To say she didn't was a lie. She knew Daddy didn't return to the Steamworks every time he wanted to bring out Axis. She had always figured wherever Axis was kept had to be close by. She just didn't know where. When she heard Daddy murmur it into Mommy's ear, it made sense. Of course it was always lying in plain sight. Daddy was terrible at hiding things.

The tapes on TV were unscientifically simple and slotted themselves perfectly into her understanding. Everything else was a nonsensical mess.

The books were perfectly stacked and incredibly dense, so she moved on to the next. The neat folders, she flipped through and couldn't grasp. The rolled up diagrams, she thought she could at least examine, since they were pictures, but she couldn't understand.

She was too young to know this. She deserves a happy life free of supposed looking at the adult science was a waste of time.

Think. She needed to grab onto something more basic. Less logical, therefore more emotional. She was not meant to be in here. Where would be something she really was not meant to know?

In the trash. Buried beneath burger wrappers and ripped up, useless papers he had never taken to the dumpster, was…

…nothing. Obviously.

Obviously he was smart enough to not hide anything where Mommy was about to look.

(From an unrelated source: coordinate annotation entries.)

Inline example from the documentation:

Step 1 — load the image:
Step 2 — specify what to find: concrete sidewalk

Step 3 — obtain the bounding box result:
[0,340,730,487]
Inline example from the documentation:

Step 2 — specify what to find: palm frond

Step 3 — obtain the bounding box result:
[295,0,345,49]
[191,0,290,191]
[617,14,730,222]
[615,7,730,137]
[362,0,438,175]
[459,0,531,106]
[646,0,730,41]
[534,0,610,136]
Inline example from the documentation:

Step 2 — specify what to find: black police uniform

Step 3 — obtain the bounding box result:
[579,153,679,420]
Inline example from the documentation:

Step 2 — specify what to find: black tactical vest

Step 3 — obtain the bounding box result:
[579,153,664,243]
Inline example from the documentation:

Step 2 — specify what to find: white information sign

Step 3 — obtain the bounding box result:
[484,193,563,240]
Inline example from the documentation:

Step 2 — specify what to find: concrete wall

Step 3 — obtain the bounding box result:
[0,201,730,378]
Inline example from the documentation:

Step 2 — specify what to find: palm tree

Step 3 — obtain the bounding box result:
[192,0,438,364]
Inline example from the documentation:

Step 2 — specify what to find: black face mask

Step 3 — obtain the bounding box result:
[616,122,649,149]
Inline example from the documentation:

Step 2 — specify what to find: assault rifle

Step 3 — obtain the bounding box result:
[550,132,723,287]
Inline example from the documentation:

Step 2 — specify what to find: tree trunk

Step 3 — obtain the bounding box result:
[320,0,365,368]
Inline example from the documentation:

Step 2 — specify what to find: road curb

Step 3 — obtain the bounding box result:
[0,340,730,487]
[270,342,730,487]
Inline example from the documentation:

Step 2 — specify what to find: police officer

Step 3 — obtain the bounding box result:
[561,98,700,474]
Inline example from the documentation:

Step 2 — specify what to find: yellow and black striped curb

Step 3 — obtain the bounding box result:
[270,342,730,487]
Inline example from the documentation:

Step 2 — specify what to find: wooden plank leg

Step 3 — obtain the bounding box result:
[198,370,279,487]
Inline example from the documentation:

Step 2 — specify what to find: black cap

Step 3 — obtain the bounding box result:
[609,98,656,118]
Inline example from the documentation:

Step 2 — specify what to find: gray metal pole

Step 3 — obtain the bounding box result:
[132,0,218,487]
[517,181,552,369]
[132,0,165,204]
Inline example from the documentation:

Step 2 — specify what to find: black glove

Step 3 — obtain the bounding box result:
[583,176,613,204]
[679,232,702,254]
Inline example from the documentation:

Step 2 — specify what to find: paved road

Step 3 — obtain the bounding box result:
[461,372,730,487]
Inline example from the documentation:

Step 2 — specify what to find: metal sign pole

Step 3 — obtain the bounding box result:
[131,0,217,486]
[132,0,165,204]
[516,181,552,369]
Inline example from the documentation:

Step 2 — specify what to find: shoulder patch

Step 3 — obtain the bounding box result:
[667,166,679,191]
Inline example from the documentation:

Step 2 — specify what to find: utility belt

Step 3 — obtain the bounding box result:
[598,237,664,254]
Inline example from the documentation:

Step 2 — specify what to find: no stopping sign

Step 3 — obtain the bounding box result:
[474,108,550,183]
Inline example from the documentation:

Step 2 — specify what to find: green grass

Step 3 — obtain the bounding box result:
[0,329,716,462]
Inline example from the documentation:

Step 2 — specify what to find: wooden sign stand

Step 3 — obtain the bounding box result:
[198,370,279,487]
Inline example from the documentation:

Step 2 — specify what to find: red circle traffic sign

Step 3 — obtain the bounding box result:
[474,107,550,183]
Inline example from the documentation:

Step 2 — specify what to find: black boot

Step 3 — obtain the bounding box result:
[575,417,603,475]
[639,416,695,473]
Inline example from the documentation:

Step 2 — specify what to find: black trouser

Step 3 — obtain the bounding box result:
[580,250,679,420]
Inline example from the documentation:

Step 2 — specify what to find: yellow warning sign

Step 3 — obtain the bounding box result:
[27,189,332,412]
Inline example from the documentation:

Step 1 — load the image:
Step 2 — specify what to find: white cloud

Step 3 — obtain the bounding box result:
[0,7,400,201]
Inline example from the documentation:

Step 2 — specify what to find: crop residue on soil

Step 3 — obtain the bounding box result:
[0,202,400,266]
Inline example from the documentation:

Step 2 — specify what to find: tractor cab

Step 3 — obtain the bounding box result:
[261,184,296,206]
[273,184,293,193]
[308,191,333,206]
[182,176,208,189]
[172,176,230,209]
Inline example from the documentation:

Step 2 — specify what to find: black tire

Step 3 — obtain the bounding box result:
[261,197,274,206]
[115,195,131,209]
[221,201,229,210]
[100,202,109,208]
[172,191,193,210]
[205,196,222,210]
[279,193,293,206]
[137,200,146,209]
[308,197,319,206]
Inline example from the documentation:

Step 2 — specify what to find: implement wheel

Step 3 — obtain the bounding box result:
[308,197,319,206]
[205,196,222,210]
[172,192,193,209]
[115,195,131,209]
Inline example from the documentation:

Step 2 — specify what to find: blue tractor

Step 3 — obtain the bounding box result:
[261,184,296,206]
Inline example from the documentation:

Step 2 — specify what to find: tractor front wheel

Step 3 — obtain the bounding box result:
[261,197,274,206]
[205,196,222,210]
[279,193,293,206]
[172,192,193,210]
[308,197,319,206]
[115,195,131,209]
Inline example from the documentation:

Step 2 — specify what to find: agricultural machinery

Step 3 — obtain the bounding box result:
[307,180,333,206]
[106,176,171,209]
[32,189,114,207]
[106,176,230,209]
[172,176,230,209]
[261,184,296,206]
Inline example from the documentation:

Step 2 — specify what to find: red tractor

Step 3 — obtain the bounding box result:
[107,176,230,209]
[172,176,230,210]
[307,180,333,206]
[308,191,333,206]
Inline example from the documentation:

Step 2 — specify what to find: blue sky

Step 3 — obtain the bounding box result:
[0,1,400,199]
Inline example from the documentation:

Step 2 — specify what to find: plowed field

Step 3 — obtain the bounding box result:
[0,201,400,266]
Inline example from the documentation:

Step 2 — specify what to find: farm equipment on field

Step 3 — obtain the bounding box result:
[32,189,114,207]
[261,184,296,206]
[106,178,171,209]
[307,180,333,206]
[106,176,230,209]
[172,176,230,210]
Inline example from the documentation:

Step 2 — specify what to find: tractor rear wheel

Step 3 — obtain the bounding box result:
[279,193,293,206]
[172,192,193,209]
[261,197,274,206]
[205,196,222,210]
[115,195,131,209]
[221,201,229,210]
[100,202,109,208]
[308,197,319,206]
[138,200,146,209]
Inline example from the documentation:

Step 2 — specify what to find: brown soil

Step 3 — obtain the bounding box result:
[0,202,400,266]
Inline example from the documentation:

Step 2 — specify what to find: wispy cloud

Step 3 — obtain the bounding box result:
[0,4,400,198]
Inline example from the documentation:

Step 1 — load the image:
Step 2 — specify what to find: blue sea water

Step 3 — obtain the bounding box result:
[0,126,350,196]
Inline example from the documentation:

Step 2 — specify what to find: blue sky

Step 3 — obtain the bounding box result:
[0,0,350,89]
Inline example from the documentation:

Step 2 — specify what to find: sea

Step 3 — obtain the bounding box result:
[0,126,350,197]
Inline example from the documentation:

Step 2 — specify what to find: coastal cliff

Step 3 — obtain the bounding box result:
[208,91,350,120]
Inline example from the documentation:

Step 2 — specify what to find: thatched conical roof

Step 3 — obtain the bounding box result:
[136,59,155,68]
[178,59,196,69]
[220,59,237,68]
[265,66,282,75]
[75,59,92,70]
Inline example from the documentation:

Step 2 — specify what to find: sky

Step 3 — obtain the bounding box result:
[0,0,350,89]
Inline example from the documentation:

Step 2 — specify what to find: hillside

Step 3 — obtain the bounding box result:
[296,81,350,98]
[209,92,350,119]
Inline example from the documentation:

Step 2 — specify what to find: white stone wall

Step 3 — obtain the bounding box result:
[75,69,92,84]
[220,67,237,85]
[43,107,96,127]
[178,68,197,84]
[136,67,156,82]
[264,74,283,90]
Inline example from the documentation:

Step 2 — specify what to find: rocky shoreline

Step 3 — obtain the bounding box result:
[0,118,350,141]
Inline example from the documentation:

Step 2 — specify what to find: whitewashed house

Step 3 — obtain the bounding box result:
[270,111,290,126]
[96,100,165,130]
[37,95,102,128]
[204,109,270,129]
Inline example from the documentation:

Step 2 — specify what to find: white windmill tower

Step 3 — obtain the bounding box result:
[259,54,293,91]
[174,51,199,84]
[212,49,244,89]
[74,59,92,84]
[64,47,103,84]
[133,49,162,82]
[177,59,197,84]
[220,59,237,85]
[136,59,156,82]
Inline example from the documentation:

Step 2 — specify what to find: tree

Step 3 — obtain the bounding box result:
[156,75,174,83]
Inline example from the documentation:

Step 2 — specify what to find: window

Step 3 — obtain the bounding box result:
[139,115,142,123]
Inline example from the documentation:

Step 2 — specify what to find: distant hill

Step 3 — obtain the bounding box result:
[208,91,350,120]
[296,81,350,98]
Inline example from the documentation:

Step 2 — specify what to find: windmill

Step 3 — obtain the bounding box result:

So she checked in the kitchen trash instead.

She didn't even have to fish. It was tucked into the side, covered by a clean napkin. She had an incredible flash of oh, he wanted to hide it where Mommy wouldn't see, so today he threw it away and covered it up so it wouldn't be seen. Impressive. But not as impressive as her.

She fished out the unlabeled tape, glanced around for prying eyes, and then ran back to the basement and hit play.

The tape burned a hole in her heart; and then, in her pocket. She left the vicinity untouched, pristine as always, for when her mother would soon enter it.

Aaah, what a strange thing! To know someone! One of the greatest mysteries of the Underground, and the solution was one that had already crossed her mind. Human-killing robot, there at the scene, versus a human. Oh, she really was grateful she had kept it all secret. And so, so grateful. Axis really would protect her.

The tape went under her bed.

A couple weeks later, it went to the bottom of her toy box.

And, on occasion, it went back to the television.

A few months after her father's death, in a slot dug with her own two paws, behind her father's grave, she laid the confession to rest. She knew it by heart, and nobody else could hear a word. She'd secure her father's legacy as a protector, not someone who let the controls slip. She'd protect Axis, too.

He'd still need protecting, wouldn't he? Because he'd won absolutely against the human. So he was still alive in there.

She was a horrible daughter for feeling such reassurance so soon after her father's death. But she'd see Axis again. One day.